Csíkszereda (Miercurea Ciuc, Szeklerburg), is in Székelyföld / Székely Land in Transylvania, now it is in Romania.
Also, you can find here pictures of Csíksomlyó (Şumuleu Ciuc) which is now part of Csíkszereda. Csíksomlyó is famous for its pilgrimage at Pentecost.
This city was built at trade junctions and has always been a Catholic center for the Hungarian Székelys.
As it had been part of the Eastern Borderland of the Hungarian Kingdom in the 11th century, two castles were built in the city’s proximity, facing each other. (Called Kisvár and Őrvár, destroyed in the 16th century.)
There was a valley between them called “Ördögvölgy” (Devil valley) that was flooded by the water of the Olt river in case of an attack. Its third castle was called “Három” and was built on the top of a hill called “Három-tető” (Three-top), built in the early 12th century.
Csíkszereda received its name from the markets held there on Wednesdays as “szerda or szereda” stand for Wednesday in the Hungarian language.
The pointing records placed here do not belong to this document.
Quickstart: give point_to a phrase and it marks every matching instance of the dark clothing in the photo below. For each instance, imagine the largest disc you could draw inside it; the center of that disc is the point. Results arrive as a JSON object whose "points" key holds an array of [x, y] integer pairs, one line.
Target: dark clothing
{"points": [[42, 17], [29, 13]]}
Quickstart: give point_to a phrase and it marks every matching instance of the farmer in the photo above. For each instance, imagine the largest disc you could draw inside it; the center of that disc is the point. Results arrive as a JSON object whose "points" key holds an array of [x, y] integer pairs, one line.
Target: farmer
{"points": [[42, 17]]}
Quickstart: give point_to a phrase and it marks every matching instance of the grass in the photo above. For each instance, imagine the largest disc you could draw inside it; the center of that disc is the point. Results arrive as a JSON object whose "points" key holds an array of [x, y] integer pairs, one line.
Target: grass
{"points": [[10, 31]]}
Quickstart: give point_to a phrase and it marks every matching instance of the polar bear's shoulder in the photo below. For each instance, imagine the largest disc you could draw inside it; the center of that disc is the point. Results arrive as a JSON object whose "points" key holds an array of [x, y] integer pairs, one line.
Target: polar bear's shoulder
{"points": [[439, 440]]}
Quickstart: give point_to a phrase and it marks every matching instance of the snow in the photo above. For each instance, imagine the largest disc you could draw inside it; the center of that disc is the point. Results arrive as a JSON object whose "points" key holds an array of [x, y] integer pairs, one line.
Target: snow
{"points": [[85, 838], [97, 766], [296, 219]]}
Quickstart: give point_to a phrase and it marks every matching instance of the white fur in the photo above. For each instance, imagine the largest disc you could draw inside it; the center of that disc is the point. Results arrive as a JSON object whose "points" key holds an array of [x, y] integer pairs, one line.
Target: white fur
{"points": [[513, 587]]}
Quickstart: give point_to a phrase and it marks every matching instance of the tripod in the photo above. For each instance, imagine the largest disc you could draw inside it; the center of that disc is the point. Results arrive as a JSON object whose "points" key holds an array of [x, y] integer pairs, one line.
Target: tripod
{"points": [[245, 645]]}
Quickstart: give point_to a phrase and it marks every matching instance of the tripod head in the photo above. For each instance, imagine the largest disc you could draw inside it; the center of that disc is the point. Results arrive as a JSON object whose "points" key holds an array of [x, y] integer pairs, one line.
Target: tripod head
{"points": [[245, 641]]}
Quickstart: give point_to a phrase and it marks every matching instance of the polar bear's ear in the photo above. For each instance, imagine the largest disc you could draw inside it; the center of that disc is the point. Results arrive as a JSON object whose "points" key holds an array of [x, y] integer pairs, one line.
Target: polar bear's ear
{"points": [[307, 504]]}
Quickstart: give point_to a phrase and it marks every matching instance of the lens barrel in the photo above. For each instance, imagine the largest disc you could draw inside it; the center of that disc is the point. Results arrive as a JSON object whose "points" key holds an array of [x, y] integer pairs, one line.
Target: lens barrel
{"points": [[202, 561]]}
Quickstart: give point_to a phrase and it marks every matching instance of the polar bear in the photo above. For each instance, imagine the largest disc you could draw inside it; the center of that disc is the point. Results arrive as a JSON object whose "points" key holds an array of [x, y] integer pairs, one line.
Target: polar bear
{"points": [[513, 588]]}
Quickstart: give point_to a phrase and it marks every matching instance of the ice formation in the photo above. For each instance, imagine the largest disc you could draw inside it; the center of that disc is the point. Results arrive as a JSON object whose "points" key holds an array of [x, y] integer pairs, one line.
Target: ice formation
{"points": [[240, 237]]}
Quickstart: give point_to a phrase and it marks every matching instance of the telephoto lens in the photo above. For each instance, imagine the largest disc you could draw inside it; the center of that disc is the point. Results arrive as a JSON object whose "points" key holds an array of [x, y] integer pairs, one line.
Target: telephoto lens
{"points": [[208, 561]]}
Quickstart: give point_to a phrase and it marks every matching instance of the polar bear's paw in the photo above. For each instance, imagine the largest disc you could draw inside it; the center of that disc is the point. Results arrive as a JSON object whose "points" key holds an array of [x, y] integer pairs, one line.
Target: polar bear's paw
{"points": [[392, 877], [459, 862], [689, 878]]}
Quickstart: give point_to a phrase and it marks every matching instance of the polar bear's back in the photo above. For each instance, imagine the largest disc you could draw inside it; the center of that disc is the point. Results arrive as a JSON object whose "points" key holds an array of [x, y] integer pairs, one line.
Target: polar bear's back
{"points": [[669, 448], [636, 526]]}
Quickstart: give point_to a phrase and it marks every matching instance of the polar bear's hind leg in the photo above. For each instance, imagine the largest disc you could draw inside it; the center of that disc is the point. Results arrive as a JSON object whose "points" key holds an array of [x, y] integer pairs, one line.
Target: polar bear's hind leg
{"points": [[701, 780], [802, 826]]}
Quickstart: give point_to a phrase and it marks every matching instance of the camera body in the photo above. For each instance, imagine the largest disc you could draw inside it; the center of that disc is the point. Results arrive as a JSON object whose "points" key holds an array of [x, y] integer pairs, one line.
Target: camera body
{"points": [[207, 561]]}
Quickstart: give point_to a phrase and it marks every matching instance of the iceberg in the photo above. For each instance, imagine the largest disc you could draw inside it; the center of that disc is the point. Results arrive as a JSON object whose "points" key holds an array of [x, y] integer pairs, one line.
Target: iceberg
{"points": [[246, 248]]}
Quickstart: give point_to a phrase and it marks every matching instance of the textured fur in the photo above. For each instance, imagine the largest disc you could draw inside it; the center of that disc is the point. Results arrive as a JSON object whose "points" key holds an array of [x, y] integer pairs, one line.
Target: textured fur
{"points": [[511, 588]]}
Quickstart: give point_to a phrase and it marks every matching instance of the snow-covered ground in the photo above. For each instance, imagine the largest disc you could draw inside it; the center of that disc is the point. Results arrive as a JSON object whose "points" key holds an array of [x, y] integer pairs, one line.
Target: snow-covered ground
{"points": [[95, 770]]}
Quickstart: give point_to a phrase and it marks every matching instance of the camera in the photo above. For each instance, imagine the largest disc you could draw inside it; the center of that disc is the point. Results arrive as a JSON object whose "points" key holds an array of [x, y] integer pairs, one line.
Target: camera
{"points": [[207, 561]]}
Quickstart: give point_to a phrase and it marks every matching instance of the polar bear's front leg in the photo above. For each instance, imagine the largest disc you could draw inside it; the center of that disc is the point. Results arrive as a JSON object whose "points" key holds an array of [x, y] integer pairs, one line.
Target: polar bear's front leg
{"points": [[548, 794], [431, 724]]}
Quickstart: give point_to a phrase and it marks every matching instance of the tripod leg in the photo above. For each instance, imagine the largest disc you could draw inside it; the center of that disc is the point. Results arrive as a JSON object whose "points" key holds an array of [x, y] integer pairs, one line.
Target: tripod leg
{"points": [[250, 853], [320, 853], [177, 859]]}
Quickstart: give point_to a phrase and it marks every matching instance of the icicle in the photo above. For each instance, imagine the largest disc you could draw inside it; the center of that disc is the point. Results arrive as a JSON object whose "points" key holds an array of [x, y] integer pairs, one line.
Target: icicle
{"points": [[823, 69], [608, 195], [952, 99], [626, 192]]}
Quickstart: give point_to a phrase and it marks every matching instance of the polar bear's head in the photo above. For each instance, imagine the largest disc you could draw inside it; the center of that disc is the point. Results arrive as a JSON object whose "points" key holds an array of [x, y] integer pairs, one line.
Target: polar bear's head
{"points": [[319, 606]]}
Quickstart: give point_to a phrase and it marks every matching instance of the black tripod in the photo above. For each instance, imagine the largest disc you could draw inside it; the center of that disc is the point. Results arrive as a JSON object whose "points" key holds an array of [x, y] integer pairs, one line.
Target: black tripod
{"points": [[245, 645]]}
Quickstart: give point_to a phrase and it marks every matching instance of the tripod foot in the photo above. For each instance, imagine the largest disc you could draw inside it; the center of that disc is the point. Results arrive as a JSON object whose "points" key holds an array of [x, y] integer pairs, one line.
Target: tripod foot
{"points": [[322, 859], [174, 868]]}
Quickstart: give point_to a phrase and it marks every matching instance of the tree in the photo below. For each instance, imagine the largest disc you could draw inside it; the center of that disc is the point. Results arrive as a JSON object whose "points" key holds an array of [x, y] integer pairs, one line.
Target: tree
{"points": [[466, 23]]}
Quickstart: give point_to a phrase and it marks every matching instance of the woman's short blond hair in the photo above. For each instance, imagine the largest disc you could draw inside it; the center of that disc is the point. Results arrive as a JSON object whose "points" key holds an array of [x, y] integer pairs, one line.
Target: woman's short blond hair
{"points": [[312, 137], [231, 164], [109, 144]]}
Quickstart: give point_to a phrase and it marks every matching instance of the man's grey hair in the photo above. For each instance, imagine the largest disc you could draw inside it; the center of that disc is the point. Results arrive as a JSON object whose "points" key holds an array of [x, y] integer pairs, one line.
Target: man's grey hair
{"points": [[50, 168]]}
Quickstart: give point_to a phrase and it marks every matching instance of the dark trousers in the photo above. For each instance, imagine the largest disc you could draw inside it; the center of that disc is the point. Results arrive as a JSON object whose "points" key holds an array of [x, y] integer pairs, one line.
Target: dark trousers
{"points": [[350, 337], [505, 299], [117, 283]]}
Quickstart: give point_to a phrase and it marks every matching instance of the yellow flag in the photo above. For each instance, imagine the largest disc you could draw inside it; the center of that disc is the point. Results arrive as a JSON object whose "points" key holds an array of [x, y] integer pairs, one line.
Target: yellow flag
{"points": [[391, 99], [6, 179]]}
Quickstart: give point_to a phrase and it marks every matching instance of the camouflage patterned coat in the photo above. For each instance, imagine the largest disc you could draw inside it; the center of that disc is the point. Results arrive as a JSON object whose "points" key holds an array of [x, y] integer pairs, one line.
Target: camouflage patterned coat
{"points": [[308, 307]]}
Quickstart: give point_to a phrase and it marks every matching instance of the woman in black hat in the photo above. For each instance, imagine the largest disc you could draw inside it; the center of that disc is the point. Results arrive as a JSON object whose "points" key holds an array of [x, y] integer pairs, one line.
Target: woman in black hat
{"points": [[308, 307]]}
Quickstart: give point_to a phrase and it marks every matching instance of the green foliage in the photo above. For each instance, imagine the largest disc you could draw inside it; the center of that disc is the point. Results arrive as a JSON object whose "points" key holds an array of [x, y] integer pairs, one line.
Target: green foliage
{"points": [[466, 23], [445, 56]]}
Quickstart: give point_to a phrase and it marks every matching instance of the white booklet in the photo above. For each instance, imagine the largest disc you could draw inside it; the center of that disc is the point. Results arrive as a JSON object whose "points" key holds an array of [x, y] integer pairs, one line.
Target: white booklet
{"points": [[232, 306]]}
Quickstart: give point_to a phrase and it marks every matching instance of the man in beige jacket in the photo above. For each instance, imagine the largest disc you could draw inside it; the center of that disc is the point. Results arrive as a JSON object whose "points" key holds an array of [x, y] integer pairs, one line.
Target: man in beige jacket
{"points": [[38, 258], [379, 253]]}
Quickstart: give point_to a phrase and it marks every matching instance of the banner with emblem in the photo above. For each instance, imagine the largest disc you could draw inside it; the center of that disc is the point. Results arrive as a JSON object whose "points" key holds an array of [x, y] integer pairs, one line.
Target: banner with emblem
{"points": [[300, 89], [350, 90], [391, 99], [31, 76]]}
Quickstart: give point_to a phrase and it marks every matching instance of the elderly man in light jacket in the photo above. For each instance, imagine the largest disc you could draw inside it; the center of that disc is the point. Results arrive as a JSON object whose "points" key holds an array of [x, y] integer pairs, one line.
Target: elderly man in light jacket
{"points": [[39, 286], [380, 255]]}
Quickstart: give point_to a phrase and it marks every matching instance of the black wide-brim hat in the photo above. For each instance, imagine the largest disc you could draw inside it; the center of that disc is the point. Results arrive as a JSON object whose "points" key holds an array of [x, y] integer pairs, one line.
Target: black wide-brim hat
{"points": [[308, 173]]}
The settlement was mentioned this way first in 1558. (In this document, the mother of Prince János Zsigmond gave a tax exemption to the town.) The famous village of Csíksomlyó was attached to Csíkszereda just at a later time.
The Hungarian Székelys had a Catholic college founded there in 1630. In this time the city belonged to Lord Mikó Ferenc, the councilor of Prince Bethlen Gábor. Count Mikó Ferenc (1585-1635) was also a famous diplomat and chronicler. He was the Captain of Csík County and began to build the castle of Mikó there in 1623. The Prince’s builder, Giacomo Resti, helped in constructing the castle.
Pasha Ali of Temesvár (Timisoara) raided the area in 1661, burned the castle and made great harm there. Traditionally, the Székelys gathered in the city in 1650 and in 1665 as well as in 1677 where they dealt with their privileges.
The Székely Museum is worth visiting once you happened to visit the place.